The band’s 75-minute, 18-song set pulled heavily from across their catalog, blending gritty fan favorites with radio staples. Tracks like “Cry Baby,” “Ready to Let Go,” and “Cold Cold Cold” kept the momentum surging, while “Trouble” offered a brief, melodic breather mid-set.

But it was the closing stretch that truly sealed the performance. As the opening riff of “Come a Little Closer” rang out, the crowd erupted—singing along to every word as the band delivered a finale built for festival euphoria.

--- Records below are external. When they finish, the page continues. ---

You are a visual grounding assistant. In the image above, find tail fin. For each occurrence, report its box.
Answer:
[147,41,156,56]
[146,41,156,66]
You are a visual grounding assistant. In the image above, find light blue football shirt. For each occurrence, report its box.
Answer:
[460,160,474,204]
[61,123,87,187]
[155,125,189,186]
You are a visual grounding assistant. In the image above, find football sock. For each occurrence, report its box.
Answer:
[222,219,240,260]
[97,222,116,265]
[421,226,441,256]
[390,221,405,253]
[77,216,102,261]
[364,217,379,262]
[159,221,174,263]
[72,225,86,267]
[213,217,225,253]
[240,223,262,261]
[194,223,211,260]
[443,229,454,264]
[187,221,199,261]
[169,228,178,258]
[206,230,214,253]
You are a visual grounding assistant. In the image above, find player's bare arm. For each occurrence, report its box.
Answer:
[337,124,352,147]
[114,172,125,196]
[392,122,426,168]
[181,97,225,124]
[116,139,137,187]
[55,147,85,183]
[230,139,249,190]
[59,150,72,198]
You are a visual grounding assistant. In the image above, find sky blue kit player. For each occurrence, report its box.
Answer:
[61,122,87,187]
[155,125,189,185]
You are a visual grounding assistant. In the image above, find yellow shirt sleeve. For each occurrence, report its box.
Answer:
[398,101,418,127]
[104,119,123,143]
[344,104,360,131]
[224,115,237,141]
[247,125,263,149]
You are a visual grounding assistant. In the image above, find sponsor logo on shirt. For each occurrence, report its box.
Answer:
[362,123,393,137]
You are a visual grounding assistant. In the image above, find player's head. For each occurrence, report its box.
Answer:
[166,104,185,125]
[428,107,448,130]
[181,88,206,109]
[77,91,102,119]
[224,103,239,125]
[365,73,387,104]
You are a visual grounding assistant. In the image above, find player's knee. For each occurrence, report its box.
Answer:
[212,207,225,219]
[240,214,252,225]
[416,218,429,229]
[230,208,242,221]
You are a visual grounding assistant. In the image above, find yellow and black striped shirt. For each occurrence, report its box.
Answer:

A Festival Built for Big Moments

The 2026 edition of Innings Festival expanded to three days, blending music with baseball culture and drawing major acts like Mumford & Sons, Twenty One Pilots, and Blink-182 to its lineup.

Amid such heavy hitters, Cage the Elephant’s performance stood out not for spectacle alone, but for its visceral, unpolished edge—reminding everyone why they remain one of alternative rock’s most compelling live acts.

Matt Shultz live performance, Rock im Park 2019 — Photo by Stefan Brending (2eight), licensed under Creative Commons Attribution-ShareAlike 4.0 via Wikimedia Commons.

The Verdict

Festival sets can sometimes feel rushed or overly polished—but Cage the Elephant struck a different chord. Their Innings Festival appearance was loud, loose, and unapologetically alive.

It wasn’t just a performance—it was a reminder that, even on a massive stage, rock music still thrives on chaos, connection, and a frontman willing to risk everything for the moment.